Ashton's puffy eyes made my heart sink. He's never been like this before. No, wait, he has been. That was when he broke up with his girlfriend, but that was long ago.

"G-go back," he told me, his voice husky from all the crying he's done.

Although I felt bad for leaving Michael behind, I couldn't just let Ashton stay like this. Not until he's told me why. "No, no. What happened?" I embraced him, trying to make him feel better.

"N-nothing. I just wa-wanted someone," he mumbled, nuzzling his face in my neck. I felt his hot tears quickly soaking my shirt, and that made me feel even worse- like I was the reason why he was crying.

"I'm here," I consoled, rubbing his back, not knowing what else I could say. I decided not to pester him with questions and just sat there with him.

Sometimes, people need to be weak.

The room was silent, excluding the occasional sniffling of Ashton.
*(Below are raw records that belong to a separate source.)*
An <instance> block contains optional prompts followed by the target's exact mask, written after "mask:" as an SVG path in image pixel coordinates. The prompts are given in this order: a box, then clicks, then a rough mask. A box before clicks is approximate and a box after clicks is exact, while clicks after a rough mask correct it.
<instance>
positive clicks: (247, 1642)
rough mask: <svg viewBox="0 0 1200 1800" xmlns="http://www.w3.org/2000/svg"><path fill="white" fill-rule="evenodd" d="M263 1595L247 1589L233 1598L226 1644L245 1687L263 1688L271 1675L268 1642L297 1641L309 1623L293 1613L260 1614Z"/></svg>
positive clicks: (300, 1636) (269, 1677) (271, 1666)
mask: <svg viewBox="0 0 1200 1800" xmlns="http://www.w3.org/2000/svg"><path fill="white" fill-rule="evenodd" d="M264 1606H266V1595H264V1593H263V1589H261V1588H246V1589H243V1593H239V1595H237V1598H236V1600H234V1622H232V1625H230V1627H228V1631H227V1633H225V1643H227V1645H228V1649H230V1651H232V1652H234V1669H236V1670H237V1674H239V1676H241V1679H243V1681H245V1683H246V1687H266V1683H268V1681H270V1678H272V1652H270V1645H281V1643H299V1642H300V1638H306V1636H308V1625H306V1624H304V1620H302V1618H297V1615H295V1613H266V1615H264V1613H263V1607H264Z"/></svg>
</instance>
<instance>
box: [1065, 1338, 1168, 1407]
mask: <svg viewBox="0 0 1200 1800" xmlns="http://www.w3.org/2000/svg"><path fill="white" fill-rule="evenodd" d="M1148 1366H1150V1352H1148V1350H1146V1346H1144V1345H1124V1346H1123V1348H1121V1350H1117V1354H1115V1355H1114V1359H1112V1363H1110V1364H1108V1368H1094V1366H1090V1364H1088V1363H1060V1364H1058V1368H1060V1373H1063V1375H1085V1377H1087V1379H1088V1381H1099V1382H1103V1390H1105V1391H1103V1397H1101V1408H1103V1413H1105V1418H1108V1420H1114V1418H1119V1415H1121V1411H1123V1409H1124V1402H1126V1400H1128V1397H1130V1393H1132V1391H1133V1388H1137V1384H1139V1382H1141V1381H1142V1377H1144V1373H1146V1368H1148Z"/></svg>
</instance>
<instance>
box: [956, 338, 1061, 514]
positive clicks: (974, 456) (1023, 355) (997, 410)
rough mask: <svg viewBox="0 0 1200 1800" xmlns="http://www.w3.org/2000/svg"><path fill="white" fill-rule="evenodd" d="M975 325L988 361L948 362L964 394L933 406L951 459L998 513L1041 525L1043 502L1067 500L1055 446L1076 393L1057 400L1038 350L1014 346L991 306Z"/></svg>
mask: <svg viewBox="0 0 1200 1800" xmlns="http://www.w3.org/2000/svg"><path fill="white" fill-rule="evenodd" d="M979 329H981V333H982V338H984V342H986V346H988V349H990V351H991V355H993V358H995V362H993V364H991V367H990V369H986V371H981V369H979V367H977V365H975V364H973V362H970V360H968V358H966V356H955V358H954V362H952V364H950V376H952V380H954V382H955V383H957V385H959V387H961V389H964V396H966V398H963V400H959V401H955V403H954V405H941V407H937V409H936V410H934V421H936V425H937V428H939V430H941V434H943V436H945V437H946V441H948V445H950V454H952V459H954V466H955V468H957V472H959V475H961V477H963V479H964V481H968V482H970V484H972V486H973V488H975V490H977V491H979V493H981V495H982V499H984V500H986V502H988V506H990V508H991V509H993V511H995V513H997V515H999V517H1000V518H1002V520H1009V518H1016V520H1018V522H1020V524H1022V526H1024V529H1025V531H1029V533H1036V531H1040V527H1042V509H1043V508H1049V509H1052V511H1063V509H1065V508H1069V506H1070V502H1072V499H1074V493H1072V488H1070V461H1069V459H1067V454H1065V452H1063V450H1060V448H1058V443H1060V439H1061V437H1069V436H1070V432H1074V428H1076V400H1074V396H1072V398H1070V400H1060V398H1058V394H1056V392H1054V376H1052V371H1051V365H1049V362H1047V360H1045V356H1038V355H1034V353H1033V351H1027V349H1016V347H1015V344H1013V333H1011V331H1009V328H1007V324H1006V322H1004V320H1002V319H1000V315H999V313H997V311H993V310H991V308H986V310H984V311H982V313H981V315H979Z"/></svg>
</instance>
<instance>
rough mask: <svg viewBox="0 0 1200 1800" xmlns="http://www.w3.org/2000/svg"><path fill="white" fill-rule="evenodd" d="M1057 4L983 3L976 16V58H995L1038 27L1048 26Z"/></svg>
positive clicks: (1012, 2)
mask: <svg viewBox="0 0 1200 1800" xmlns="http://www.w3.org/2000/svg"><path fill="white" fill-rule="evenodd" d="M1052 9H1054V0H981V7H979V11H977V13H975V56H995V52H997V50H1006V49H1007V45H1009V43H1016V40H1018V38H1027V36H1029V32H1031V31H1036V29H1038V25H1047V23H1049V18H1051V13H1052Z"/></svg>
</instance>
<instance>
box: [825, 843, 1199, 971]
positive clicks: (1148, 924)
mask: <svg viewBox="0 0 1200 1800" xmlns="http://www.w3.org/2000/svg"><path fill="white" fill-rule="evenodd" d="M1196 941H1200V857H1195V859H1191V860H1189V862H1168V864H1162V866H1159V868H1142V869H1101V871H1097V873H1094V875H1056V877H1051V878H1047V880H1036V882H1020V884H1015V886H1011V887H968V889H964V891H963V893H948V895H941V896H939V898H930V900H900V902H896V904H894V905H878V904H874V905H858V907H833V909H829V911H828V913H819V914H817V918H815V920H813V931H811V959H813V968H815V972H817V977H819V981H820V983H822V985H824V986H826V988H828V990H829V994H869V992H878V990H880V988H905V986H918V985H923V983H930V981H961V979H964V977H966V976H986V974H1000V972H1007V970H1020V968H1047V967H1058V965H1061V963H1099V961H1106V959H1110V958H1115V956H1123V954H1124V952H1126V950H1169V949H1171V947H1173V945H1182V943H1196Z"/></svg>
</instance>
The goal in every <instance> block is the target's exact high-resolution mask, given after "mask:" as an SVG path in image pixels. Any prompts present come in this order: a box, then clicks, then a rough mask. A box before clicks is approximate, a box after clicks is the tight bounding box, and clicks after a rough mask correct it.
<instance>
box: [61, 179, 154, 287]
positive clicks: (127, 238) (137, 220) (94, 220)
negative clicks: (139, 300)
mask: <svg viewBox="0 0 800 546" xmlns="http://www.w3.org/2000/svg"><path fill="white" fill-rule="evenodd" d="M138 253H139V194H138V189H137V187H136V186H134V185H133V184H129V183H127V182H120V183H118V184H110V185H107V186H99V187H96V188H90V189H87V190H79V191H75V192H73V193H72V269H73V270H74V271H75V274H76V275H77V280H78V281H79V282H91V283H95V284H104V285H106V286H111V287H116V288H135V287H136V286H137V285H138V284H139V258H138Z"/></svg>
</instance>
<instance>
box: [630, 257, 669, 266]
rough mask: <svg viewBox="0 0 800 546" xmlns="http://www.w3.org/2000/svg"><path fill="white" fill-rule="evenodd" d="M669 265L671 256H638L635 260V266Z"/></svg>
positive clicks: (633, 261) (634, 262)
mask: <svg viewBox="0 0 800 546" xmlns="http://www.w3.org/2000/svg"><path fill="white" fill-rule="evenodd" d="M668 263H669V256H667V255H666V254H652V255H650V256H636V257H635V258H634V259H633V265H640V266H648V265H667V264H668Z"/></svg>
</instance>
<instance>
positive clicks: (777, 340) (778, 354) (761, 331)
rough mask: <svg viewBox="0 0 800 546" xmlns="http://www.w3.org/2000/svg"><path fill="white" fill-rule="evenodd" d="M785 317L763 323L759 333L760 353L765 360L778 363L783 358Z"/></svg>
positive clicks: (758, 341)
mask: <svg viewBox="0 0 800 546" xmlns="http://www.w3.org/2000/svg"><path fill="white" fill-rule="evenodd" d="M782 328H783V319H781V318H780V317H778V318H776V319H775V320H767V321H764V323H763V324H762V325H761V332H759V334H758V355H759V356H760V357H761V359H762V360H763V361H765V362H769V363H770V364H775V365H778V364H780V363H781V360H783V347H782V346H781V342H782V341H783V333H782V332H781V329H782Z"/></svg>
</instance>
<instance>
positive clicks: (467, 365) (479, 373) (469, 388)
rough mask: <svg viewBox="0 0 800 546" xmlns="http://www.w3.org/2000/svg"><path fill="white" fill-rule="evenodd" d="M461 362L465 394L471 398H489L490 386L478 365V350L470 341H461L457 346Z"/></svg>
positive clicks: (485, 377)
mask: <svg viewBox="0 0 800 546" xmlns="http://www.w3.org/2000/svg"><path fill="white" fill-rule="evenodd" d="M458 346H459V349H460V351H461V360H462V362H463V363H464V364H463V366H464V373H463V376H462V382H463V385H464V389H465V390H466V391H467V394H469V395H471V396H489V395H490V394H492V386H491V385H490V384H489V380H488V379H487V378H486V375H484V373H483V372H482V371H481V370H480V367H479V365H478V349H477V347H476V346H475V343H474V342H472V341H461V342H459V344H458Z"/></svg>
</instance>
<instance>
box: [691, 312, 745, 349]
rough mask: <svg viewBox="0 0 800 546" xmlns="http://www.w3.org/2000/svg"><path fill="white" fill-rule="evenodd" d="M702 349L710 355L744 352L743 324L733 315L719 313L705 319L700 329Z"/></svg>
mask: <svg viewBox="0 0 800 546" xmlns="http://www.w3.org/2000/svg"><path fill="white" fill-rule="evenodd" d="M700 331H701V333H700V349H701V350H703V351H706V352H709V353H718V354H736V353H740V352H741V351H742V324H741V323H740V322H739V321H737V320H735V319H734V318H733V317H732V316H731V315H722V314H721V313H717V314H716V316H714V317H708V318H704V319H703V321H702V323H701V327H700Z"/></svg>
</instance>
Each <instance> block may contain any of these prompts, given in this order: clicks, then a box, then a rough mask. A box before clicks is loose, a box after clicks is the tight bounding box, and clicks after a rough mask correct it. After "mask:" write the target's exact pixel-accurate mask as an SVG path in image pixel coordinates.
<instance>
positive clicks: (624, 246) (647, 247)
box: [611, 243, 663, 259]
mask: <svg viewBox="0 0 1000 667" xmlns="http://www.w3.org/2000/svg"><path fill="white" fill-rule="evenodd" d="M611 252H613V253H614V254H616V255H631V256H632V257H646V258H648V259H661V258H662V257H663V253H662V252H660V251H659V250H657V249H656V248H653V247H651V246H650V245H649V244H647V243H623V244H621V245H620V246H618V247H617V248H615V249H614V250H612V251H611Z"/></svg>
I didn't try to strike a conversation with him, scared that he might cry even more if I told him to explain the reason why he called me up, in the first place.

I couldn't help but think of Michael. He looked gloomy when I left.

Duh, Belle! You suddenly get up and leave him, when you were the one who agreed to go in the first place. Of course he'd be offended. He might even be angry at you right now.

Why did I even agree to do that? I knew I'd hurt him, but I still did it.

He's been nothing but an amazing guy, and I blew it. He might never talk to me again, and I'll just forever regret my decision.

But then... this is Ashton we're talking about. The guy I've always been head over heels for.

"Michael treats you right, though, Belle," my conscience screams at me, and I hate to say it, but it was true.

Because if I had to be honest, Ashton only needs me when he needs me. He doesn't actually need me at all; I was more of someone he could go to when he was alone. Otherwise, I don't think I'd even be as important as I think I am.

"Fuck it," I accidentally blurted out, and Ashton, whose tears were gone, looked at me, extremely baffled. I slowly let go of him, my jaw tense. "I... Listen, I'm going now."

He was disappointed, I could tell. I didn't think he'd be, but he actually was.

I stood up, going towards the front door, with fast footsteps. I might change my mind, and I didn't want to change my mind.

A pair of arms wrapped around my waist, pulling me back.

“Wait,” he said, voice low. 

I braced for myself for what was to come; why was he playing with me like this? I wasn’t finding it funny– the way he seemed to change emotions swiftly. What the heck was his problem?

He spun me around and kissed me. I wasn’t kidding; he really did kiss me. I didn’t know if this was to stop me or if it was to tell me something.

All I knew was that my feelings were disarrayed.